Şapkadan Tavşan çıkarma denemesi, bu kez de fayda etmedi. Hazırlık maçlarında, zayıf rakipleri yerle bir edip Türk Milleti`nin gururunu okşadılar. Millet de "Vayyy. Ne takımmışız yahu! Bize hiçbir rakip dayanamaz” havasına girdi. İspanya`dan 3 gol birden yiyip rezil olunca da vatandaş,”Bu nasıl iş? Ne oldu bu çocuklara?”diye hayret etmeye başladı. Kimse kusura bakmasın. Gücümüz bu kadar. İşin özeti bu.
Peki, sanal İmparatorun hiç mi kabahati yok? Suç yalnızca futbolcularda mı? Fatih Terim de mi? Aslında, onun da suçu yok.Onu oraya getiren Tüpçü`de kabahat. Hatta, onda da değil. Peki kimde yahu? Söyleyelim. Futbola eline sokup, milletin en çok sevdiği bu sporun içine edenlerde. Haluk Ulusoy’dan sonra, atama ile gelen Başkanlar, Türk Futbolunu 100 yıl geriye götürdüler. Terim`e sonsuz yetkiler verildi. Federasyon Başkanı bu zat-ı muhteremin gölgesinde kaldı. Denenmişi denemek ahmaklıktır. Bu kaçıncı hüsran? İmparator hazretleri, şimdi hazırlık içinde. Beşinci defa, Galatasaray`ın başına geçecekmiş. Yani,”Benim oğlum bina okur. Döner, döner yine okur” Kendi takımında forma şansı bulamayan futbolcuları, Avrupa arenasında sahaya sürüyorsun. Yani sen, o takımların Teknik Direktörlerinden daha mı akıllısın? Daha mı bilgilisin? Bu şampiyonanın kaybedeni, her zamanki gibi, sanal imparatordur. Zaten Terim`in hedefi Avrupa Şampiyonasında başarı olmak değildi. Onun tek hedefi, Avrupa Kupalarına katılmayı başarmaktı. Yıllar sonra,”Bakınız. İmparator hazretleri! On milyon yüz kere Avrupa Şampiyonasına katılmayı başardı” dedirtmekti. Literatüre girmekti. Hedefi tutturmanın rahatlığı içinde,milli takımımızla oynadı, durdu. Tek adam ya! .Hesap soracak kimse yok. Direk saraya bağlı!. Fatih Terim ve şürekası, bu şampiyonada başarılı olamadılar.Türkiye’yi başarı olarak temsil eden bir kişi vardı.O da,Cüneyt Çakır`dı. Kendisini tebrik ediyoruz.

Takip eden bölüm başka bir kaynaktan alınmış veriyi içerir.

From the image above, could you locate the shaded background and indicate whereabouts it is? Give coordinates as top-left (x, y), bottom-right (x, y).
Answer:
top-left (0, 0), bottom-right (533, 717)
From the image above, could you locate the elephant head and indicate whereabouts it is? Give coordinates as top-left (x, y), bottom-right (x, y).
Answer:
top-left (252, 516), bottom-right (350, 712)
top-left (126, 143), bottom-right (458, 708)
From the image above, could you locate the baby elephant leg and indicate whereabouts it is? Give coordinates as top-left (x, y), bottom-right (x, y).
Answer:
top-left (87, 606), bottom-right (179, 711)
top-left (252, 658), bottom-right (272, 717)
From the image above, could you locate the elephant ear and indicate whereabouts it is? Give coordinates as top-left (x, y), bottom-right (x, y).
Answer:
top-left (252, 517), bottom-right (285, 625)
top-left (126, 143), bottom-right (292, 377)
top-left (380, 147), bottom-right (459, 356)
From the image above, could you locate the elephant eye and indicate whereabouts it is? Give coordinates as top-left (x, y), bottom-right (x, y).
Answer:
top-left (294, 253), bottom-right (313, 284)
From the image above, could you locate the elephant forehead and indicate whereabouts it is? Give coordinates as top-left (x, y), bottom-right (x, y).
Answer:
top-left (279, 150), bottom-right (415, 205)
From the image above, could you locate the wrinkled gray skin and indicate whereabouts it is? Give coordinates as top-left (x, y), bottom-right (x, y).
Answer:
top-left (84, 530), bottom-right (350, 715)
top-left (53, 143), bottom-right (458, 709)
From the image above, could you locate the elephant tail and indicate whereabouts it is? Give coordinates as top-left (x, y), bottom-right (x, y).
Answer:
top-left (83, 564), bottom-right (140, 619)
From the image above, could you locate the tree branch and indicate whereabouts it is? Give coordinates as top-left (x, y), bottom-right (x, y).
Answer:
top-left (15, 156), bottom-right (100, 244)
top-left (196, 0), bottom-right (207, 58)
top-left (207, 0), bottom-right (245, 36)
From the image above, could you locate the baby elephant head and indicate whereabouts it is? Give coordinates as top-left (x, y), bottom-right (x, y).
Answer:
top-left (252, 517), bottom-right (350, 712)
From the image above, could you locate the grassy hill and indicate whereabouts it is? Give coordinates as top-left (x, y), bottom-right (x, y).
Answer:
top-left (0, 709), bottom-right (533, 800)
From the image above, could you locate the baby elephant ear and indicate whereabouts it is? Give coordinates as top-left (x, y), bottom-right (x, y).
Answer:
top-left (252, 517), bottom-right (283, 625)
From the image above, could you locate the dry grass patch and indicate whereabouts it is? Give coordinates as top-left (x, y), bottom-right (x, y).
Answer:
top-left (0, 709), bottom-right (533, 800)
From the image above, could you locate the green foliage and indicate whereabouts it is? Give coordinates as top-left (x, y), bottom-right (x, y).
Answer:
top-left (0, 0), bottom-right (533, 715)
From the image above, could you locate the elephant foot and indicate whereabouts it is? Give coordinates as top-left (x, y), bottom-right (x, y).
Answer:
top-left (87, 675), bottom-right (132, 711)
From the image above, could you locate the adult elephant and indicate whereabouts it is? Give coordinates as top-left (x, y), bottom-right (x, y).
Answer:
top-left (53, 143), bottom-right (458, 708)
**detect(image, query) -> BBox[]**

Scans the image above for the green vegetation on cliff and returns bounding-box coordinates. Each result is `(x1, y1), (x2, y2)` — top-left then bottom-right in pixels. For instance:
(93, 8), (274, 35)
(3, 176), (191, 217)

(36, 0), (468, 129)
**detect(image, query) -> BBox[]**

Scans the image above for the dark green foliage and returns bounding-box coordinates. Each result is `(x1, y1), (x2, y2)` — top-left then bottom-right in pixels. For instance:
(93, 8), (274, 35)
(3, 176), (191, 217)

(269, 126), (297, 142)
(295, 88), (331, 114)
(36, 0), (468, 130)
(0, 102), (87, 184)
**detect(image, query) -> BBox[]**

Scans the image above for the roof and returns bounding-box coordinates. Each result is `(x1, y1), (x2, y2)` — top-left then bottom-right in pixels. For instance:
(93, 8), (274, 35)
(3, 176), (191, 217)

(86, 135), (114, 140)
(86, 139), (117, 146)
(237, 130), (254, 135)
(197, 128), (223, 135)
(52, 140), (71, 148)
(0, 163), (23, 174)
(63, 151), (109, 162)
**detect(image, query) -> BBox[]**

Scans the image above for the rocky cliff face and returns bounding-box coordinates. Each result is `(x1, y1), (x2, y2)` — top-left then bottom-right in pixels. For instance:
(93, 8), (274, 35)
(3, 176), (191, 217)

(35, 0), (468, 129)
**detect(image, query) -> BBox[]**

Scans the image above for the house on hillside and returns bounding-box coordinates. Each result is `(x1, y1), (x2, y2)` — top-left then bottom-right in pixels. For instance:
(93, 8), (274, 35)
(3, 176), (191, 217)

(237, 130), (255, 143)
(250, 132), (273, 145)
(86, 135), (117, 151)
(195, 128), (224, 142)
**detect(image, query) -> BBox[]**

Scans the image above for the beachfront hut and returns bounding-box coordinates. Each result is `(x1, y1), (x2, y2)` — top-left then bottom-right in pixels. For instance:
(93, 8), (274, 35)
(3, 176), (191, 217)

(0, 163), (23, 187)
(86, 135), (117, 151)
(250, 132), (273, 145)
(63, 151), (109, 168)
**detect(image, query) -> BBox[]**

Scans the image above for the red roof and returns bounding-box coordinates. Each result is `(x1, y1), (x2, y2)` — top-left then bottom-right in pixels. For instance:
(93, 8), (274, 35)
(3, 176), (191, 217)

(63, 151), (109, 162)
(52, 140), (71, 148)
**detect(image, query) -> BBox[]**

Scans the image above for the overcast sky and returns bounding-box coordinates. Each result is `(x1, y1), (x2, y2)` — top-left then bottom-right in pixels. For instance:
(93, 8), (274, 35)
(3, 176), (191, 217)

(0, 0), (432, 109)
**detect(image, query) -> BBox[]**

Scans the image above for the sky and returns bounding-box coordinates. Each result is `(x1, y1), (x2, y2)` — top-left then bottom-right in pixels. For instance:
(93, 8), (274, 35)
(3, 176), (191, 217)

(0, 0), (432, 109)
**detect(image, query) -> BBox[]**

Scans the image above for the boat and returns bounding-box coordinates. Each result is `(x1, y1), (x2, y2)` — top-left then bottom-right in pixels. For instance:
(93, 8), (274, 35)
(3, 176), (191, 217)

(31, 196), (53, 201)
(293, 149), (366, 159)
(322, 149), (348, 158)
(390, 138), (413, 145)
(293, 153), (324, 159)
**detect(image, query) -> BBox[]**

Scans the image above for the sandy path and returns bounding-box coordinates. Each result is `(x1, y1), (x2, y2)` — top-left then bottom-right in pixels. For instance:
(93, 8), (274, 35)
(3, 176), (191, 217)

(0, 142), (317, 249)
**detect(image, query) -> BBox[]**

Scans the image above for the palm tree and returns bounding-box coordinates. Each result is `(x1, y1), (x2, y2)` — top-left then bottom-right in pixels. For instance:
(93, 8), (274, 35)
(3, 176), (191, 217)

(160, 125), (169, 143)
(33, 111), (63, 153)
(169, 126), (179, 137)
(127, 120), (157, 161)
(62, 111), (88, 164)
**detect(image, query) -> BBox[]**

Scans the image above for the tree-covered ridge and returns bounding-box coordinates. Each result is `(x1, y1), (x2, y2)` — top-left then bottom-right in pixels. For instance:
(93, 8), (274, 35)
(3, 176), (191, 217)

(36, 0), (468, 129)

Unutmadan, Avrupa Şampiyonası, Türkiye’ye bir kazanç sağlamadı. Bu şampiyonadaki en büyük kazancımız, sanal imparator dahil, bir çok reklam yıldızı kazanmamızdı. !Bu da bir kazanç !Allah var rol yapmada ve oyunculukta başarılılar..." Bu marifetlerini yeşil sahalarda yapmış olsalardı, bu gün bu yazıyı yazmıyor olacaktık. Fatih hoca antrenörlük işini bıraksın. Hem torununa baksın, hem de bir reklam ajansı kurup, bu arkadaşlarla, dizi çevirip, reklam sektörüne yıldızlar kazandırsın. Zaten yüz mimikleri, el kol hareketleri, benim diyen sinema yıldızında yok. Sanal imparatora, buradan bir uyarıda bulunmak istiyoruz. Hakan Şükür’ü unutma! Bir zamanlar, Sarayın gözdesi, has adamı olan, TRT`de ayda 1 trilyona yakın para kazanan Milletvekili olan bu şahıs üzerindeki koruma kalkanı kalkınca, soluğu Amerika’da aldı. Kendine mukayyet olasın. Ne olur, ne olmaz!. Atalarımız ne güzel söylemiş; Ağaca dayanma kurur, Duvara dayanma yıkılır, İnsana dayanma ölür. Son bir söz; ”Mağrurlanma Padişahım, Senden büyük Allah (C.) var. Sağlıcakla kalınız.